Beaucoup de violences faites aux femmes échappent aux sanctions du code pénal. Il y a des violences comme la pédophilie qui sont réprimées par le traité de Rome. Les textes maliens sont très insuffisants pour punir certaines violences. Il y a aussi certains de ces textes qui renferment des discriminations à l’égard des femmes.

Quelle est différence entre la violence faite aux femmes et la violence basée sur le genre ?    

La violence faite aux femmes et la violence basée sur le genre ne sont pas forcément la même chose. La violence faite aux femmes entre dans la catégorie de violences basées sur le genre. Un homme aussi peut être victime de la violence basée sur le genre, une personne handicapée, de sexe masculin, une personne vivant avec le VIH-Sida, peuvent subir de la violence basée sur le genre. Alors que celles faites aux femmes ne concernent uniquement que les femmes.
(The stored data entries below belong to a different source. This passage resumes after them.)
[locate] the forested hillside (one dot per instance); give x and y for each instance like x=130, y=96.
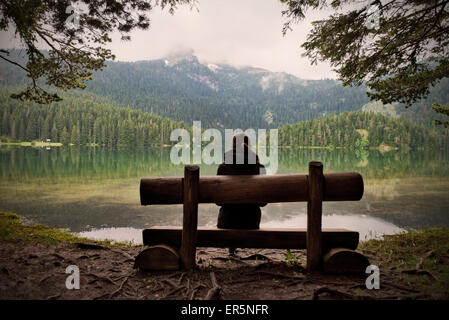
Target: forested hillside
x=222, y=96
x=82, y=121
x=361, y=130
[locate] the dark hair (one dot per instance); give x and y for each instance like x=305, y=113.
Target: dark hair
x=239, y=135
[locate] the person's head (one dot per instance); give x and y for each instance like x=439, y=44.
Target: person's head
x=240, y=138
x=241, y=144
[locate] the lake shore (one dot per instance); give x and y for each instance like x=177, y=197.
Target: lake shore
x=33, y=260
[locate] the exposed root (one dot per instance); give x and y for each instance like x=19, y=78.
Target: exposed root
x=214, y=293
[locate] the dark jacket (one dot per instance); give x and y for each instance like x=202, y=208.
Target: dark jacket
x=240, y=216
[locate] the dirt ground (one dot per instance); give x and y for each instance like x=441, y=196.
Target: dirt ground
x=37, y=271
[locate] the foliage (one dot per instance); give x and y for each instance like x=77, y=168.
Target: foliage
x=360, y=130
x=12, y=229
x=81, y=121
x=403, y=252
x=76, y=33
x=443, y=110
x=398, y=48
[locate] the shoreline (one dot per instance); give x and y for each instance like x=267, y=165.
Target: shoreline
x=413, y=265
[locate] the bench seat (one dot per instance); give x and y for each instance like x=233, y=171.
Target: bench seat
x=270, y=238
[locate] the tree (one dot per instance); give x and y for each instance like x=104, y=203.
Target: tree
x=399, y=48
x=75, y=31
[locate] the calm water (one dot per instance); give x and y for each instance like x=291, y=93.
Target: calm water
x=95, y=191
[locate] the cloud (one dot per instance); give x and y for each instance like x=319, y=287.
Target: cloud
x=235, y=32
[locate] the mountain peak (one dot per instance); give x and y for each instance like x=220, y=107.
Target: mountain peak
x=184, y=54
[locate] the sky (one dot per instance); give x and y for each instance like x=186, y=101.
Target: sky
x=237, y=32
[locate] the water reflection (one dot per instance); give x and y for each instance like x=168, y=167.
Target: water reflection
x=85, y=189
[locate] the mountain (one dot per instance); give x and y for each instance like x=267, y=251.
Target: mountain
x=182, y=88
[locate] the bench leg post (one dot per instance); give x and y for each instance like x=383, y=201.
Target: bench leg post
x=190, y=216
x=314, y=212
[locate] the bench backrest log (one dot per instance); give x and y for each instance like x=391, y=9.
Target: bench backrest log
x=313, y=187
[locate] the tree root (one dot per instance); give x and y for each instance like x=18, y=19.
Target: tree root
x=214, y=293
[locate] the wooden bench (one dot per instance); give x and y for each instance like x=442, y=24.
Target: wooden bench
x=331, y=250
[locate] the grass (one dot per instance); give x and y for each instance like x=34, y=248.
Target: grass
x=12, y=229
x=418, y=259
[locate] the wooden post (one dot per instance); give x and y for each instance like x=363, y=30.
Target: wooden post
x=190, y=218
x=314, y=212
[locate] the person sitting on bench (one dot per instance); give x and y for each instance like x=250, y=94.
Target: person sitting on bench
x=242, y=215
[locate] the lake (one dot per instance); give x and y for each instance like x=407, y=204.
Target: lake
x=94, y=191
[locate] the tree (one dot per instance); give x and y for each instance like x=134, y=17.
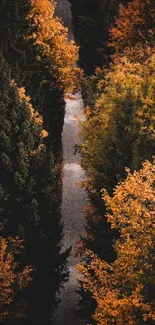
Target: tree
x=124, y=289
x=41, y=58
x=134, y=27
x=118, y=132
x=91, y=23
x=29, y=204
x=12, y=279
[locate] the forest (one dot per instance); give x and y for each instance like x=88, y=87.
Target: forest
x=112, y=63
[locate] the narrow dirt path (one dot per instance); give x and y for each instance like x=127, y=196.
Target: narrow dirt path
x=73, y=197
Il y a certaines violences que la CNDH combat notamment au niveau de la sous-commission de la prévention de la torture. Il s’agit de l’excision. La CNDH veut promouvoir le genre et faire en sorte que le principe de légalité dans la constitution soit une réalité.

Justement, que faut-il faire pour mettre fin à aux violences ?

Pour mettre fin à la violence, il faut d’abord communiquer, mener une éducation ou une campagne de sensibilisation, faire des plaidoyers auprès de la population à tous les niveaux. Il faut expliquer que la violence n’est pas normale et qu’elle a des conséquences non seulement pour les femmes, les enfants et aussi les communautés.

Il faut à ce niveau signaler que les hommes ne sont les seuls auteurs de violence. Je rappelle qu’il y a certaines femmes qui sont auteures de violences à l’égard des autres femmes, notamment entre coépouses, entre jeunes, etc. Depuis quelques années, nous assistons à des violences extrêmes. C’est-à-dire l’assassinat des femmes par leur mari. Il faut que les textes soient appliqués pour que les auteurs soient arrêtés, jugés et condamnés.

Avez-vous eu des cas de femmes victimes de violence dans votre structure ? Est-ce qu’elles ont été satisfaites ?

Au niveau de mon groupe, il y a énormément de femmes qui viennent se plaindre pour des questions conjugales, à savoir des violences liées à l’habitude du mari, du côté de la belle-famille, des questions d’héritage où la femme est privée de l’héritage de son mari, ou les femmes qui sont chassées de la maison avec leurs enfants après le décès du père.

Je suis confrontée aussi à des cas où les femmes sont victimes de harcèlement sexuel. Mais nous donnons des conseils à ces femmes et les orientons dans d’autres structures qui font la prise en charge par des avocats. Je dois tout de même indiquer que les fonds ne sont pas toujours disponibles pour prendre tous les dossiers de femmes victimes de violences.

Un message à l’endroit des femmes victimes de violence ?    

    Je lance un appel à toutes les femmes de venir à l’information. Quand une femme est victime d’une violence, à un certain niveau, il ne faut pas qu’elle accepte la violence. Car le fait d’accepter la violence conduit à des situations irrémédiables. Je conseille les parents aussi à écouter leurs enfants victimes de violence afin de trouver une solution. Il faut faire  sortir la femme de la violence. Si c’est un mariage, il faut immédiatement mettre fin à l’union. Sinon elle va perdre la vie ou elle va devenir folle. La CNDH est ouverte à tout le monde. C’est une autorité administrative indépendante.